Hatta Taliwang, mantan anggota DPR periode 1999-2004 dalam Dialog Kebangsaan Refleksi Akhir Tahun 2010 di Aula Kebangsaan, Hypermall Kelapa Gading, Jakarta Utara, Sabtu (18/12/2010) mengatakan bahwa Pemerintah Indonesia dinilai lebih banyak didikte oleh pihak asing, dalam hal ini pemilik modal. Banyak kekayaan alam yang tidak dimanfaatkan dengan baik bagi kepentingan rakyat, melainkan lebih menguntungkan segelintir orang. "Ini rezim boneka ini.

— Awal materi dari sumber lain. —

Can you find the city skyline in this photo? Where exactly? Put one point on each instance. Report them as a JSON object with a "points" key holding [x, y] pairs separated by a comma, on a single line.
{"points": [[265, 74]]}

Rezim yang bisa dikendalikan dari luar," imbuh Hatta. (DetikNews)
Isu Teroris dan Kebrutalan Densus 88. Isu terorisme di tahun 2010 tidak juga kunjung padam. Sejumlah peristiwa yang dikatakan sebagai tindak terorisme seperti perampokan bank CIMB - Niaga di Medan terjadi. Tapi dari investigasi yang dilakukan terkuak sejumlah kejanggalan sekaligus kedzaliman yang dilakukan oleh Densus 88. Hal ini dipertegas oleh kesimpulan yang dilakukan oleh Komnas HAM. Tapi tampaknya, Densus 88 tak bergeming. Operasi jalan terus, nyaris tanpa kendali dan kontrol. Korban mungkin masih akan kembali berjatuhan di tahun mendatang.
Kekerasan Terhadap Anak. Sepanjang tahun 2009-2010, Komnas Anak memantau 824 kasus pembuangan bayi. Sekitar 68% dari bayi yang dibuang itu ditemukan dalam kondisi meninggal dunia. Lokasi pembuangannya beragam, mulai bak sampah, halaman atau teras warga masyarakat, sungai, got, dan pembuangan air selokan, rumah ibadah, rumah bersalin, terminal bis sampai stasiun kereta api, halte dan tempat pemakaman umum.
Pada tahun 2010, ketika pertama kali dilakukan pendataan secara nasional, ditemukan ada sekitar 240.000 anak jalanan di 12 kota besar di Indonesia. Sekitar 5-7% dari mereka, mengaku lari dari rumah karena kekerasan dalam rumah tangga. Setiap tahun, jumlah anak jalanan terus meningkat. Direktorat Jenderal Pelayanan Rehabilitasi Sosial Kementerian Sosial pada 2009 mencatat ada 5,4 juta anak terlantar di seluruh Indonesia.
Dirundung Bencana. Tsunami di Mentawai, longsor di Wasior, dan letusan gunung Merapi di Jawa Tengah/DIY; bencana tersebut menyisakan sebuah ironi. Bila diyakini bahwa segala bencana itu adalah karena qudrah (kekuatan) dan iradah (kehendak) Allah SWT, tapi mengapa pada saat yang sama kita tidak juga mau tunduk dan taat kepada Allah dalam kehidupan kita.